Armada de meus preconceitos, casacos e impressões, lá fui eu em turnê: Paris, Amsterdã, uma passada em Bruxelas para um Festival Internacional de Dança do Ventre e uma cidadezinha no interior da Alemanha. Aulas e Shows. Descobri uma coisa nova, redescobri, me lembrei dessa coisa, que essa coisa, inclusive, não é nova, não: As pessoas são as pessoas e não onde elas nasceram e fui aceita e muito bem tratada na casa de uma Senhora muito culta, viajada, Judia, religiosa, de família francesa tradicional, lugar onde eu jamais teria coragem de me oferecer para ir (detalhe: eu sou Muçulmana!). Ficamos amigas, tomamos vinho madrugada adentro, ela quis saber de mim, da minha vida no Brasil, da minha conversão ao Islã, me mostrou uma Torá, falamos até sobre a paz entre Judeus e Muçulmanos (Ela, inclusive está envolvida em projetos nesta direção) e foi um encontro muito, muito especial. Mas, infelizmente, aconteceu o que eu temia, sim, nesta cidadezinha do Interior da Alemanha, fui tratada pela minha contratante como “A possível garota de programa do Terceiro Mundo”, com todo o preconceito e desrespeito que eu tanto temia. E ela era brasileira. Brasileiríssima!
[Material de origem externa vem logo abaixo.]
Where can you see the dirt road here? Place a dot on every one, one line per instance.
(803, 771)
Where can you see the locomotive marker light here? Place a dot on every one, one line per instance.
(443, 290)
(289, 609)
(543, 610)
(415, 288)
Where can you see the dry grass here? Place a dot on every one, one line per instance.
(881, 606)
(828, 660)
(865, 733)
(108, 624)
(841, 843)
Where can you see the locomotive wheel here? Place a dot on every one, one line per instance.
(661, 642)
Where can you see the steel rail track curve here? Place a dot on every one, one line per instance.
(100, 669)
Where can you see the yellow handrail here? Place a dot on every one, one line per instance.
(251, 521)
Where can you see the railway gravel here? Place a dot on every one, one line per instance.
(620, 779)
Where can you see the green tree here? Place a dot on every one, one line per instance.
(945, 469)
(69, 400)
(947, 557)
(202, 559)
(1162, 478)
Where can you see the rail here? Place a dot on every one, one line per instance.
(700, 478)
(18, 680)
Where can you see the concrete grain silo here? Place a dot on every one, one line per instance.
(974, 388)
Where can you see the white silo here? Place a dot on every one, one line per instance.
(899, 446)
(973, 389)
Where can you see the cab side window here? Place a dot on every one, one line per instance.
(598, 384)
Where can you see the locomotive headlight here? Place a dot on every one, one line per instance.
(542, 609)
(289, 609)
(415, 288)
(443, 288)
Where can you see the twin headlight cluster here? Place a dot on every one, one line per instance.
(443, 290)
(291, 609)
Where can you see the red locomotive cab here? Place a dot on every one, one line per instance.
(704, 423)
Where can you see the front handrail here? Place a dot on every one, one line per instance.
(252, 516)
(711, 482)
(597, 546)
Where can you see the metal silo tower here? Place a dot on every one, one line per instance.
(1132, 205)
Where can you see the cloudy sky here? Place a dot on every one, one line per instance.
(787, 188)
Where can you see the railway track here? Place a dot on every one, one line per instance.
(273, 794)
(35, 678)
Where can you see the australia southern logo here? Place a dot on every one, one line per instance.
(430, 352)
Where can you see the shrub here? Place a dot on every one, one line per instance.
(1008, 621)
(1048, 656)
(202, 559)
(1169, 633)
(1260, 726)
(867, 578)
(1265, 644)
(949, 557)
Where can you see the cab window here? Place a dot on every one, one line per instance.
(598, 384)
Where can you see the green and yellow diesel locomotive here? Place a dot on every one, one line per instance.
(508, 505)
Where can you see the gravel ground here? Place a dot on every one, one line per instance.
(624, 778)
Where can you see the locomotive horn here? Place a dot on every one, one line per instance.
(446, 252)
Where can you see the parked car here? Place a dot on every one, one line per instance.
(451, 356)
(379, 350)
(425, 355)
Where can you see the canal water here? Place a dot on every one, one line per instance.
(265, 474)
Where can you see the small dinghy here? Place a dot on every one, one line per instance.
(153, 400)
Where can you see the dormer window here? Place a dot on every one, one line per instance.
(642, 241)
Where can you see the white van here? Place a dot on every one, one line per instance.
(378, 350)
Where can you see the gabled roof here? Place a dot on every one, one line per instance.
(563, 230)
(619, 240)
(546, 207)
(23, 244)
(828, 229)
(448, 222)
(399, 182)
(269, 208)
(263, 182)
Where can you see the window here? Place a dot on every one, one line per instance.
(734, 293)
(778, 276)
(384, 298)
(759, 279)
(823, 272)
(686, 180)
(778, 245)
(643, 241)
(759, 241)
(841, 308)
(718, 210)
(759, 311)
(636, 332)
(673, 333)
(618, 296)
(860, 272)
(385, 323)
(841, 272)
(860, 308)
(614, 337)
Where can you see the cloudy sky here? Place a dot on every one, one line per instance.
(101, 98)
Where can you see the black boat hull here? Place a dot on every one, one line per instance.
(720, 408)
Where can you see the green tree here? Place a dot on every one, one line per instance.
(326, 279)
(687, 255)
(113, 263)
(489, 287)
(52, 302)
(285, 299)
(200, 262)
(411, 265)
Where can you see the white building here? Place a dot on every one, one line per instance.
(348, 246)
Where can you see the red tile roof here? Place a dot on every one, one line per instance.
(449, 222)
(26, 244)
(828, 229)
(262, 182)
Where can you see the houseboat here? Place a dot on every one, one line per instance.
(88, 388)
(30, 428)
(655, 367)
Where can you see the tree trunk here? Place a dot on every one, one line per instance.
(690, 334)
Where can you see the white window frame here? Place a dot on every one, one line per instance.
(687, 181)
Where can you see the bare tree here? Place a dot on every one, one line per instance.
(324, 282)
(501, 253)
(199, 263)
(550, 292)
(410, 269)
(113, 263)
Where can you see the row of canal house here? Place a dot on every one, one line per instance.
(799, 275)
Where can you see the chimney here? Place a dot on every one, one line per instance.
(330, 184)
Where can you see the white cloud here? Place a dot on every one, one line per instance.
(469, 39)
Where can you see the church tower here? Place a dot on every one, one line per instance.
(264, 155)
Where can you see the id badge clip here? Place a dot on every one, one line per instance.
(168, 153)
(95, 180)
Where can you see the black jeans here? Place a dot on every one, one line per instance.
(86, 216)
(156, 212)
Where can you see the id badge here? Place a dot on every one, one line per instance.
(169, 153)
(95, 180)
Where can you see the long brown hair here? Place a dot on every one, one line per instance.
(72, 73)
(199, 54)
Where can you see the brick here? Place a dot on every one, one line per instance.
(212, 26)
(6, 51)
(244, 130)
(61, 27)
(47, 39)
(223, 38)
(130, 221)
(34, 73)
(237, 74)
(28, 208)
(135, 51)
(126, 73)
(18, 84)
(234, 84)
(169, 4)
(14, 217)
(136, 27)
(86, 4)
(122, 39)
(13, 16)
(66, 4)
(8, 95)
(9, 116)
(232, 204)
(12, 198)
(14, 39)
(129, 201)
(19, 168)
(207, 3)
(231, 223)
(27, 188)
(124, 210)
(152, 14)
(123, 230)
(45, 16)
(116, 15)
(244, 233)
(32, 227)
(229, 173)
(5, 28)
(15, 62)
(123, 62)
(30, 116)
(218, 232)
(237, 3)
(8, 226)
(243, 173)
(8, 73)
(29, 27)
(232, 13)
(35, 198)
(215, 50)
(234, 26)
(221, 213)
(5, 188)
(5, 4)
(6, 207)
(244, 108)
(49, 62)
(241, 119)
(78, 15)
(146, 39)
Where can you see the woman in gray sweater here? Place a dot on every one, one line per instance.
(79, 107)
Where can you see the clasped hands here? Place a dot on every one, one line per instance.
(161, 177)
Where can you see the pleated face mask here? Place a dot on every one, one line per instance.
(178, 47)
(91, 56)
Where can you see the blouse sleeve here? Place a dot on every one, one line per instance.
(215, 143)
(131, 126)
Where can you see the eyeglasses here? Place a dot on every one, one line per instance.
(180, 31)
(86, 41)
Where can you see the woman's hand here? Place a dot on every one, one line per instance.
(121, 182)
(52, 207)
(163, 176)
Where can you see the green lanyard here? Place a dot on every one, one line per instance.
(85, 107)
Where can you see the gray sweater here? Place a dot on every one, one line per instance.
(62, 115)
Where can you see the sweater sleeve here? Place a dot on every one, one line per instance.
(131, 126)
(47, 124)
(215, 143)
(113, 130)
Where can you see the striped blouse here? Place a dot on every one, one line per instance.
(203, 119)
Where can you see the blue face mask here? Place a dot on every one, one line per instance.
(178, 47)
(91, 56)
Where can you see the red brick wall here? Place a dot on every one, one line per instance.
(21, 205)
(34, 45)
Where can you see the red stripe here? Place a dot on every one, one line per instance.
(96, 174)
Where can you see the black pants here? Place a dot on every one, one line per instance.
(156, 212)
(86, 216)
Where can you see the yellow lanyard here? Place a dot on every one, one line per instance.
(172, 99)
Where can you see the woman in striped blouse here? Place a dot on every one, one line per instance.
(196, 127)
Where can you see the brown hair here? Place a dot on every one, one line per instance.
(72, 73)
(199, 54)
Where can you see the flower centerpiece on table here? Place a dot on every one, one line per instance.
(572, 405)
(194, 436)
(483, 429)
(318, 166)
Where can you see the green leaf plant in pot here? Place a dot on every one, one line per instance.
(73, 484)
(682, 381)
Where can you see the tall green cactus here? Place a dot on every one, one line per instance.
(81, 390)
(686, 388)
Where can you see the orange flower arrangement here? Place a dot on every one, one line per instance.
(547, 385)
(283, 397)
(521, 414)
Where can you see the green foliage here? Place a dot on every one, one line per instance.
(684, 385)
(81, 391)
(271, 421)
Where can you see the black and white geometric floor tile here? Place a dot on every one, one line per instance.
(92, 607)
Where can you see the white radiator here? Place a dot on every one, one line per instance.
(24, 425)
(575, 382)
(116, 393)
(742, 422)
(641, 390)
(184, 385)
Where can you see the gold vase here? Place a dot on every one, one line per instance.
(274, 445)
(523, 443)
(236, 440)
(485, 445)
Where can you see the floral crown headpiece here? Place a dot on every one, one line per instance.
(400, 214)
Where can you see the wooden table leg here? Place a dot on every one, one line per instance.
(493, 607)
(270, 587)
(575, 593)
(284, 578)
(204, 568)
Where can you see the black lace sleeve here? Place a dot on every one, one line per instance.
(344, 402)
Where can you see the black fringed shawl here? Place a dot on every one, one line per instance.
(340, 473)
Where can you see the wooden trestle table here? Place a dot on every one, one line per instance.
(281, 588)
A Dança do Ventre do Brasil

A Dança do Ventre veio para Brasil com os árabes, atraídos pelo comércio e, atraídos por eles, outros árabes: libaneses, sírios, iraquianos e os músicos, simplesmente, apareceram. Onde há família árabe, há festa, onde há festa, música e sendo a música árabe, dança do ventre e foi assim que tudo começou no Brasil, em São Paulo, nos anos 70/80. Por todo o Mundo, atualmente, bailarinas brasileiras trabalham e são referência, e, apesar da diversidade étnica e de estilos, há um consenso que há uma “Dança do Ventre Brasileira” e que esta tem algo de especial.

A Dança acontecia em festas e restaurantes árabes, depois em Grandes Eventos (promovidos, também, por brasileiros), surgiram bares e restaurantes com apresentações regulares e, com esta demanda, surgiu o mercado de aulas e Festivais, teve a novela “O Clone” e, com a moda, escolas, Eventos e o Mercado de Dança do Ventre atual, com Festivais Internacionais, patrocínio, etc.

E então nos perguntamos por que o Brasil? Porque o Brasil sempre teve capacidade de absorver outras Culturas, porque as mulheres brasileiras são femininas, bonitas, sensuais, porque virou moda? E então, procurando respostas, fui pro Cairo.

Eu me senti deslocada em diferentes fases da minha vida, no Magistério, no Piano, na Letras, na família “de homens” onde cresci e ser adolescente nos anos 80 não foi nada fácil. Cresci e fui ver o mundo, sozinha mesmo, já havia descoberto que as pessoas são únicas e não tinha mais o desejo adolescente de “não ser diferente da maioria”.

Assim, “deslocada”, “diferente”, me senti na Europa, com “alguma coisa fora do lugar”, a pele, o cabelo, o sorriso, a altura, tudo ou quase tudo em mim era só eu quem tinha, por onde quer que andasse na rua e, no Cairo, nos passeios pela periferia, nos ônibus, indo sozinha ao Supermercado e tendo contato com as pessoas comuns e não somente as treinadas para atender ao “gosto ocidental”, de um certo modo, me senti em casa. Nada de respostas. Fui de novo, mais um mês… Quase, quase… Nos parecemos fisicamente, no astral, no gosto pela conversa, amamos futebol, gostamos de festa.

De volta ao Brasil, a pergunta gritando dentro de mim, fui ouvir o baião, o aboio, o repente e lá estava ele: O ritmo, o molho, a África, a colonização árabe no Nordeste, a mistura, o cabelo duro e descobri (especulei, inventei, decidi, sei lá) que a mulher brasileira e a Dança do Ventre é um reencontro, uma mulher brasileira e uma egípcia se parecem mais do que uma brasileira e uma européia ou uma egípcia e uma indiana, algo muito especial e ancestral no liga.

Especulações à parte, dê uma boa olhada nas ruas do Cairo, tire os preconceitos e os lenços e você irá encontrar seu sorriso, o seu olhar, entre os rostos daquelas mulheres. Voltando ao Brasil, vá a uma quadra de escola de samba ver as egípcias sem lenço, nem preconceito, nem pudor. É tão lindo!